The main element of yearn finance is the yearn agreement. This agreement is simply an “interest rate optimizer”. What it does is to maximize the efficiency of DeFi by switching between different loans.
Yearn.finance has proven to be the most interesting release to date. The initial success of YFI gave Andre Cronje a platform to realize his DeFi vision. However, due to its own attributes, it will be difficult for yearn to fork effectively, so the market is showing negative sentiment.
DeFi-X is a decentralized synthetic asset issuance protocol based on Ethereum.
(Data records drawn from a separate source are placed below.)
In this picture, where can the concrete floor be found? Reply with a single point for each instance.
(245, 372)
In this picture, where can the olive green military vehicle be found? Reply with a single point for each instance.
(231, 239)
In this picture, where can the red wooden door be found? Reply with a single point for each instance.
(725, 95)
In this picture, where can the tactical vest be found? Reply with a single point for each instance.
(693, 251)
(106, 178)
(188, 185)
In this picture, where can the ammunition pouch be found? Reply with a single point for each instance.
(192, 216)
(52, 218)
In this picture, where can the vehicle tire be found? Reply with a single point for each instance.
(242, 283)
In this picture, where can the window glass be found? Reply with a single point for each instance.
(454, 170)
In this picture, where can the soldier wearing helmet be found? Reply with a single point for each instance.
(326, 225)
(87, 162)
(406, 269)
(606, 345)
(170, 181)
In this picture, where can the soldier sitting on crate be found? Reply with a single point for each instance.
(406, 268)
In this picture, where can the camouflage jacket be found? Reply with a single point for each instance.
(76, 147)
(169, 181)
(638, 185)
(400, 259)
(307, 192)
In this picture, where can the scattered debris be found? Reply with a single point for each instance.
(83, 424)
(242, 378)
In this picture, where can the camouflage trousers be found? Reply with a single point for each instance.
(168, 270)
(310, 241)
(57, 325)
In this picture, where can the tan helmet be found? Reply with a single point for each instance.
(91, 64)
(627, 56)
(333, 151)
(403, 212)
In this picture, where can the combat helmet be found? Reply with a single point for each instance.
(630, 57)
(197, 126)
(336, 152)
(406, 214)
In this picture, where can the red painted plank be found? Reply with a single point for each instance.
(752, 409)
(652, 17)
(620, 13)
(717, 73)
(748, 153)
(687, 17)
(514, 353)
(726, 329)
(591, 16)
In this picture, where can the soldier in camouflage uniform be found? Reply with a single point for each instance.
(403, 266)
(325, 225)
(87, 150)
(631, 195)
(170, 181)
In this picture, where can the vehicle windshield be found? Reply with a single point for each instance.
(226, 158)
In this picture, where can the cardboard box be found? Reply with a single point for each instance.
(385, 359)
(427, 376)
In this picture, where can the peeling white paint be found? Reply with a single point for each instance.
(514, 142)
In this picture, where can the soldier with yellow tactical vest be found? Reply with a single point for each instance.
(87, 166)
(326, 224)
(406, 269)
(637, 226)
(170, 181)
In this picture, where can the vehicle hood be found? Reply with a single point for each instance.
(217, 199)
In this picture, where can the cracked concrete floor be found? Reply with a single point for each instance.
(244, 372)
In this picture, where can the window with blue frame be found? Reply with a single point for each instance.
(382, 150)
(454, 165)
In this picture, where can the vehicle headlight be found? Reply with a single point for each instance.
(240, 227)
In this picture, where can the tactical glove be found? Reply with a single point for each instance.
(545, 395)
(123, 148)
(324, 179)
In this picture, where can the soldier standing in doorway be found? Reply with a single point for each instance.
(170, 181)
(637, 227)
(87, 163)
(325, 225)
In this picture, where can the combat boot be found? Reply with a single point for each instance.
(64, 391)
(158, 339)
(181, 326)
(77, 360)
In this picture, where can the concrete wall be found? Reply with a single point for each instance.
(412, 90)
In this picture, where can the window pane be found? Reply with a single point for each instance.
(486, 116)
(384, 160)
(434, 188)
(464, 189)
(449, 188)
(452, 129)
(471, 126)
Its ecological project Defixwap is a DEX using AMM mechanism. Its Token model and market mechanism are similar to the Year protocol.
In simple words, DeFi-X combines the advantages of Synthetix+Uniswap+YFI:
1. Product/market matching started overseas and developed steadily in the Chinese market
2. Participation in an active global community
3. Full decentralization (community ownership)
4. Decentralized exchange mechanism AMM and its income right distribution
5. Complete ecosystem
6. Anti-bubble risks through the production and circulation of synthetic assets
Roadmap of DeFi-X Eco System
Decentralized synthetic asset issuance agreement based on Ethereum.
TGX is its network token, and token holders can use TGX as collateral to mint synthetic assets or provide liquidity, and at the same time receive additional token rewards issued by the network. It not only requires network participants to invest money (to buy TGX), but also incentivize them to work (to play the value of the token and avoid inflation).
Another biggest feature of DeFi-X is revenue automation.
Decentralized multi-synthetic asset trading platform.
Adopting AMM mechanism, supporting multiple types of asset pools, committed to providing lower slippage and better trading experience, without relying on professional market makers, no matter how large the order size or how small the liquidity pool is, Defixwap can Provide liquidity at any time. In addition, it also has functions such as mortgage and coinage.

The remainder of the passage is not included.